2020-12-23 Thread Yun Tang
Hi Martin,

What kind of deploy mode you choose? If you use per-job mode [1] to launch 
jobs, there might exist only idle slots instead of idle taskmanagers. 
Currently, queryable state is bounded to specific job and if the idle 
taskmanager is not registered in the target's resource manager, no queryable 
state could be queried.


[1] 
https://ci.apache.org/projects/flink/flink-docs-stable/deployment/resource-providers/yarn.html#per-job-cluster-mode

Best
Yun Tang

From: Martin Boyanov 
Sent: Monday, December 21, 2020 19:04
To: user@flink.apache.org 
Subject: Queryable state on task managers that are not running the job

Hi,
I'm running a long-running flink job in cluster mode and I'm interested in 
using the queryable state functionality.
I have the following problem: when I query the flink task managers (i.e. the 
queryable state proxy), it is possible to hit a task manager which doesn't have 
the requested state, because the job is not running on that task manager.
For example, I might have a cluster with 5 task managers, but the job is 
deployed only on 3 of those.

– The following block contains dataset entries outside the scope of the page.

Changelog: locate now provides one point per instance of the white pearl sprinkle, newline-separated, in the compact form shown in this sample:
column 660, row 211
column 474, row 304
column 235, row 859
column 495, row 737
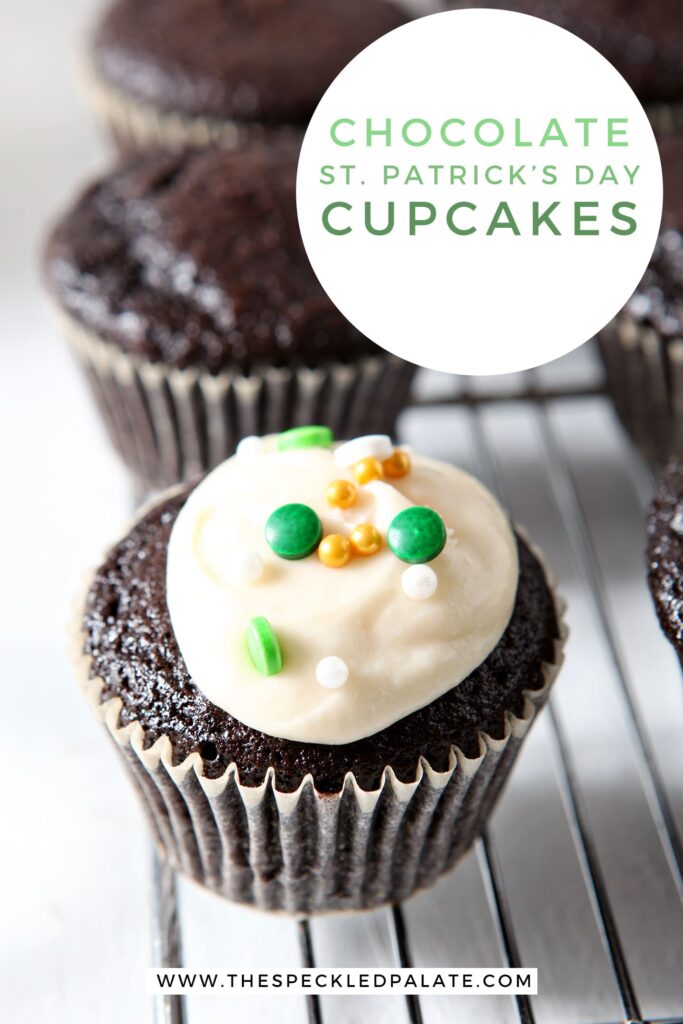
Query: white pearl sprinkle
column 250, row 445
column 370, row 445
column 419, row 582
column 248, row 567
column 332, row 672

If my query hits any of the two idle task 
managers, I naturally get an error message that the job does not exist.
My current solution is to size the cluster appropriately so that there are no 
idle task managers. I was wondering if there was a better solution or if this 
could be handled better in the future?
Thanks in advance.
Kind regards,
Martin


Queryable state on task managers that are not running the job

2020-12-21 Thread Martin Boyanov
Hi,
I'm running a long-running flink job in cluster mode and I'm interested in
using the queryable state functionality.
I have the following problem: when I query the flink task managers (i.e.
the queryable state proxy), it is possible to hit a task manager which
doesn't have the requested state, because the job is not running on that
task manager.
For example, I might have a cluster with 5 task managers, but the job is
deployed only on 3 of those. If my query hits any of the two idle task
managers, I naturally get an error message that the job does not exist.
My current solution is to size the cluster appropriately so that there are
no idle task managers. I was wondering if there was a better solution or if
this could be handled better in the future?
Thanks in advance.
Kind regards,
Martin